Selon l’ordonnance de la Cour, la RDC devra déposer son mémoire au plus tard le 4 octobre 2027, tandis que le Rwanda aura jusqu’au 4 décembre 2028 pour présenter son contre-mémoire.
Cette procédure fait suite à la requête introduite par Kinshasa en juin 2026. Le gouvernement congolais y accuse Kigali d’être impliqué dans le conflit qui secoue l’est de la RDC, notamment à travers un soutien présumé au mouvement rebelle M23/AFC dans la province du Nord-Kivu.
Dans sa requête, la RDC affirme que les violences enregistrées depuis plus de trois décennies ont donné lieu à de graves violations du droit international, notamment des massacres de civils, des exécutions extrajudiciaires, des violences sexuelles, des déplacements forcés de populations et d’importantes destructions de biens.
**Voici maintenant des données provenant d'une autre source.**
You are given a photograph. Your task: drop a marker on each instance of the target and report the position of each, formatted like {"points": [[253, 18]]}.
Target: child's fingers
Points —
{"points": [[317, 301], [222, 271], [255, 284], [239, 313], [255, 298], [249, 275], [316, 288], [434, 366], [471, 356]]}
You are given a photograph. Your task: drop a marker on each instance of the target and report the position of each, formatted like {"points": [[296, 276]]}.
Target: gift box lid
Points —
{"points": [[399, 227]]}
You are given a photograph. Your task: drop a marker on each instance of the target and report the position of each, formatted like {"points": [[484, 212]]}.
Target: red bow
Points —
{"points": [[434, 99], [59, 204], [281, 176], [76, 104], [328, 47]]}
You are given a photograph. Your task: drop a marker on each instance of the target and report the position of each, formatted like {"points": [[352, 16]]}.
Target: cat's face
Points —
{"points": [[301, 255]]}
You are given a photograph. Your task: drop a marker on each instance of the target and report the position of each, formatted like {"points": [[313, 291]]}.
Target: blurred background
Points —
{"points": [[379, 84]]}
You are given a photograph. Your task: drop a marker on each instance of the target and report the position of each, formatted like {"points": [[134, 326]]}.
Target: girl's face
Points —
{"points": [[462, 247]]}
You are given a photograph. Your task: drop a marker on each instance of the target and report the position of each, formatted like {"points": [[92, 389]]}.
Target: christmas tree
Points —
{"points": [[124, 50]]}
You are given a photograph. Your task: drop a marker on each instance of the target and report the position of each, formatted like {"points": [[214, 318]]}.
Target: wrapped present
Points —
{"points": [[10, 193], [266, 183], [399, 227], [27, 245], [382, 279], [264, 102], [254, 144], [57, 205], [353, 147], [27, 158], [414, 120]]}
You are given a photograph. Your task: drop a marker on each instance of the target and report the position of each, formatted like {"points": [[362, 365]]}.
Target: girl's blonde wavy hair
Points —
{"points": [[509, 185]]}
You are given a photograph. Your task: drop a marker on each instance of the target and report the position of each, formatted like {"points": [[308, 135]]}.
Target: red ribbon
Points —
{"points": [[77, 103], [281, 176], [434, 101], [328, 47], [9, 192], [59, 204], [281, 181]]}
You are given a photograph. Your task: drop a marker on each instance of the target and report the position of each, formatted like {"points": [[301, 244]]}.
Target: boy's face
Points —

Kinshasa demande à la CIJ de reconnaître la responsabilité internationale du Rwanda, d’ordonner la cessation des actes dénoncés, d’exiger des excuses officielles, de recommander que les auteurs présumés des crimes soient poursuivis devant les juridictions compétentes et d’accorder des réparations aux victimes ainsi qu’à l’État congolais.
L’ouverture de cette phase écrite constitue une étape clé de cette procédure, qui devrait s’étendre sur plusieurs années. Les mémoires des deux États serviront de base à l’examen juridique de l’affaire avant la tenue éventuelle d’audiences publiques au siège de la Cour, à La Haye.
La CIJ est compétente pour régler les différends entre États et déterminer leur responsabilité internationale. En revanche, elle ne juge pas les personnes physiques, les poursuites contre les auteurs présumés de crimes internationaux relevant d’autres juridictions, notamment la Cour pénale internationale (CPI), lorsque les conditions de sa compétence sont réunies.